When we land, we walk a good half-mile or more, through winding corridors, to reach immigration. Here, at least, they have a multitude of stations, but still huge backups for those without special lines. Then we have to walk another hundred yards and take two elevators to reach the lot where the limo is parked.

The trouble is that airplanes were not built for passengers and neither were airports. Airframe designers, municipal engineers, and immigration officials don’t care about passenger comfort, they care about their own needs and avoiding litigation. How is “Let them walk a mile so that we save building costs” different from “Let them eat cake so we can save the best for ourselves”? (The “cake” to which the lady referred, was actually bread.)

Some years ago, an executive at Ford, appalled when she found she couldn’t gracefully get into one of her own new car designs, ordered her male design team to wear skits during business hours. She told them if they didn’t improve access for women, she’d also put them in heels.
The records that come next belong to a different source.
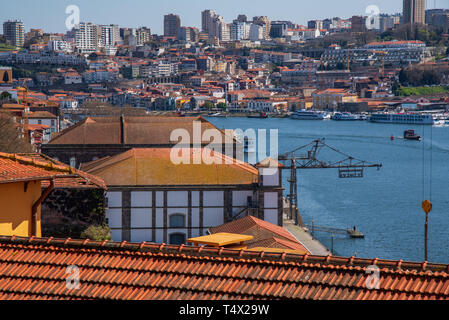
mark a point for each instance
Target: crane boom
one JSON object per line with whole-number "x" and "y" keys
{"x": 348, "y": 167}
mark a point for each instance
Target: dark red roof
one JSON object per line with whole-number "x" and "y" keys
{"x": 252, "y": 226}
{"x": 81, "y": 180}
{"x": 32, "y": 268}
{"x": 15, "y": 168}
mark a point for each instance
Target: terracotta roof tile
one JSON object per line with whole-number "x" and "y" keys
{"x": 82, "y": 180}
{"x": 33, "y": 268}
{"x": 252, "y": 226}
{"x": 15, "y": 168}
{"x": 154, "y": 166}
{"x": 136, "y": 130}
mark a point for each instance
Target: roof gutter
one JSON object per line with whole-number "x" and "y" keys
{"x": 37, "y": 204}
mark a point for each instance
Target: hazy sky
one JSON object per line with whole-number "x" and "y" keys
{"x": 50, "y": 14}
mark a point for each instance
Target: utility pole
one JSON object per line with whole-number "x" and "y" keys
{"x": 427, "y": 207}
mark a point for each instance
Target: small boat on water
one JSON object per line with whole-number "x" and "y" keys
{"x": 344, "y": 116}
{"x": 261, "y": 115}
{"x": 307, "y": 115}
{"x": 410, "y": 135}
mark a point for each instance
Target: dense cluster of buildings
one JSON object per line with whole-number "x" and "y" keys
{"x": 184, "y": 229}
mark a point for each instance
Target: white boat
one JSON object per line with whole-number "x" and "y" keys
{"x": 402, "y": 118}
{"x": 307, "y": 115}
{"x": 344, "y": 116}
{"x": 249, "y": 145}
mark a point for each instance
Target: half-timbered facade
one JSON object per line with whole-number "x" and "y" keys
{"x": 152, "y": 199}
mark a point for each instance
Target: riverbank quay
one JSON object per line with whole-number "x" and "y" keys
{"x": 305, "y": 238}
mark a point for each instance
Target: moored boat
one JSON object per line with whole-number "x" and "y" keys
{"x": 410, "y": 135}
{"x": 307, "y": 115}
{"x": 344, "y": 116}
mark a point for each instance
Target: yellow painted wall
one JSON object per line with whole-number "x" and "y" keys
{"x": 15, "y": 208}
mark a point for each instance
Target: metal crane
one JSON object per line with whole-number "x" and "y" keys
{"x": 348, "y": 167}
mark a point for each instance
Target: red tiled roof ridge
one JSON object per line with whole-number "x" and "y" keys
{"x": 40, "y": 164}
{"x": 85, "y": 176}
{"x": 227, "y": 255}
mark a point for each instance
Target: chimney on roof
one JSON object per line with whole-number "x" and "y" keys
{"x": 122, "y": 129}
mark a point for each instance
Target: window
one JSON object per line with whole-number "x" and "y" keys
{"x": 177, "y": 238}
{"x": 177, "y": 221}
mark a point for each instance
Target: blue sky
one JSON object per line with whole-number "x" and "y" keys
{"x": 50, "y": 14}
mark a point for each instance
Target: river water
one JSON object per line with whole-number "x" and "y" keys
{"x": 385, "y": 205}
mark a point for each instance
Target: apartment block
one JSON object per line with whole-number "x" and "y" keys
{"x": 14, "y": 32}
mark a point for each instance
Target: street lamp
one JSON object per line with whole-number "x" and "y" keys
{"x": 427, "y": 207}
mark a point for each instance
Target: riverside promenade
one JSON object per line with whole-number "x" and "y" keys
{"x": 300, "y": 232}
{"x": 314, "y": 246}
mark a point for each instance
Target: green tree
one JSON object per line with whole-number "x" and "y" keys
{"x": 222, "y": 105}
{"x": 97, "y": 233}
{"x": 5, "y": 95}
{"x": 11, "y": 138}
{"x": 208, "y": 105}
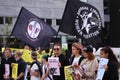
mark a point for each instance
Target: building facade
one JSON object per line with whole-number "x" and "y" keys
{"x": 50, "y": 11}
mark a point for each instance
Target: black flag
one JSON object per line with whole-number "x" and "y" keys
{"x": 82, "y": 20}
{"x": 30, "y": 29}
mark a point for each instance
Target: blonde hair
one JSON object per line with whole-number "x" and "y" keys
{"x": 18, "y": 53}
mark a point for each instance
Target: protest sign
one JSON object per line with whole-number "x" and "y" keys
{"x": 53, "y": 65}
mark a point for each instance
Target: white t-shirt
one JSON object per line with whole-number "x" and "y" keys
{"x": 44, "y": 69}
{"x": 33, "y": 68}
{"x": 76, "y": 60}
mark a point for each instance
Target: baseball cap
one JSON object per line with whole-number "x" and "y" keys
{"x": 88, "y": 49}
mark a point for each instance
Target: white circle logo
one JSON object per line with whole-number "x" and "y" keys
{"x": 34, "y": 29}
{"x": 87, "y": 22}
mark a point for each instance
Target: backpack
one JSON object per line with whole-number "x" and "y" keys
{"x": 46, "y": 71}
{"x": 39, "y": 67}
{"x": 80, "y": 60}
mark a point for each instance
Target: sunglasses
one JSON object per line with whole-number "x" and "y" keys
{"x": 56, "y": 49}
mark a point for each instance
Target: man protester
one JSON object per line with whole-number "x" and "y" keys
{"x": 21, "y": 65}
{"x": 7, "y": 59}
{"x": 57, "y": 50}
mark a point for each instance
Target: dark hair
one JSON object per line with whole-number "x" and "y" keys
{"x": 91, "y": 56}
{"x": 111, "y": 55}
{"x": 8, "y": 49}
{"x": 47, "y": 50}
{"x": 57, "y": 44}
{"x": 34, "y": 55}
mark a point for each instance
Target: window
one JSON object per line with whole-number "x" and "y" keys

The design improved quite rapidly.

What if consumers, clients, customers and all other relevant alliterative categories were involved in the design of the structures, procedures, and processes they’d be using most often? Would the doctor still press a cold stethoscope to your chest? Would you wear those humiliating hospital gowns? Would the division of motor vehicles make you take a ticket and wait around for three hours? Would subway cars have the same kind of seating?

I doubt it.

I try to design experiences my clients find attractive and compelling, which is not hard when you ask them. Why isn’t that a universal endeavor?